Dr. Tudor Jovin, the final speaker, discussed “Intracranial dissections in acute stroke interventions.” He began by reminding us that intracranial dissections are very rare compared to extracranial dissections. They have an incidence of 3/100,000/year and are associated with pediatric and Asian populations. Intracranial dissection occurs most commonly in the anterior circulation among pediatric patients, while adults experience more posterior circulation intracranial dissections. It is not clear if the same risk factors for extracranial dissections apply to intracranial dissections. The pathophysiology involves interruption of the vessel intima with creation of intimal flap. Thrombus can form at the site of the flap and result in distal embolization. There can also be perforator occlusion at the site of injury. Furthermore, with the formation of mural hematoma and lumen narrowing, there can be flow limitation or occlusion. Pseudoaneurysms can also develop, leading to subarachnoid hemorrhage. On parenchymal imaging, combined evidence of ischemia and subarachnoid hemorrhage can be suggestive. In the case of stroke interventions, a key question to ask is whether the intracranial dissection was iatrogenic. This can be very difficult to determine, but there are some suggestions of intracranial dissections on noninvasive imaging. Features that should raise suspicion for intracranial dissection include intramural hematoma, irregular dilatation, double lumen, string of pearls, intimal flap, and any rapid change in morphology over time. Patient demographics are also helpful as dissections are more likely in younger patients without atherosclerosis risk factors.

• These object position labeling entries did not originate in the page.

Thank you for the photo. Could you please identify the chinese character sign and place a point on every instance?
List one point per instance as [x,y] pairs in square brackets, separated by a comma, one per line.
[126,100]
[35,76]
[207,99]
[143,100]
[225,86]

Given the subtle features and difficult a priori recognition, Jovin suggested intracranial dissections are likely under diagnosed. After EVT, it can be especially challenging to know if the dissection was the initial etiology of the occlusion or iatrogenic related to treatment. One case series from France described 6 features associated with intracranial dissection (JNIS 2018). They described intracranial dissections in 13/391 patients (3%) who underwent EVT. Half of those were extension from extracranial dissections, and 62% had mRS 0-2 at 90 days. To diagnose intracranial dissections, they required 4/6 features: flame shape, mural hematoma, transverse or longitudinal flap, tubular or fusiform enlargement, normalization of caliber after stenting, and lack of thrombus after EVT. However, Jovin warned flames can be deceiving. Many times, flame sign can be seen in relation to slow flow from distal occlusions rather than true dissections.

Regarding treatment for intracranial dissections, there is growing evidence that stenting can benefit these patients. A small French study showed that performing only standard EVT had a high rate of residual stenosis (7/7 patients), re-occlusion, and repeat rescue EVT (4/7). However, after stenting there was a decreased rate of residual stenosis (2/7). Furthermore, Jovin highlighted that EVT can be difficult given the need to find the true lumen. He presented a case example in which retrograde access across the circle of Willis was utilized, showing sometimes creative approaches are necessary. Furthermore, Jovin recommended against using a balloon mounted stent, stating that self-expanding stents are adequate for intracranial dissections. Finally, he reminded us that the CADISS trial supports either antiplatelet or anticoagulant medical therapy as appropriate for dissections, so DAPT is very reasonable in the setting of stenting.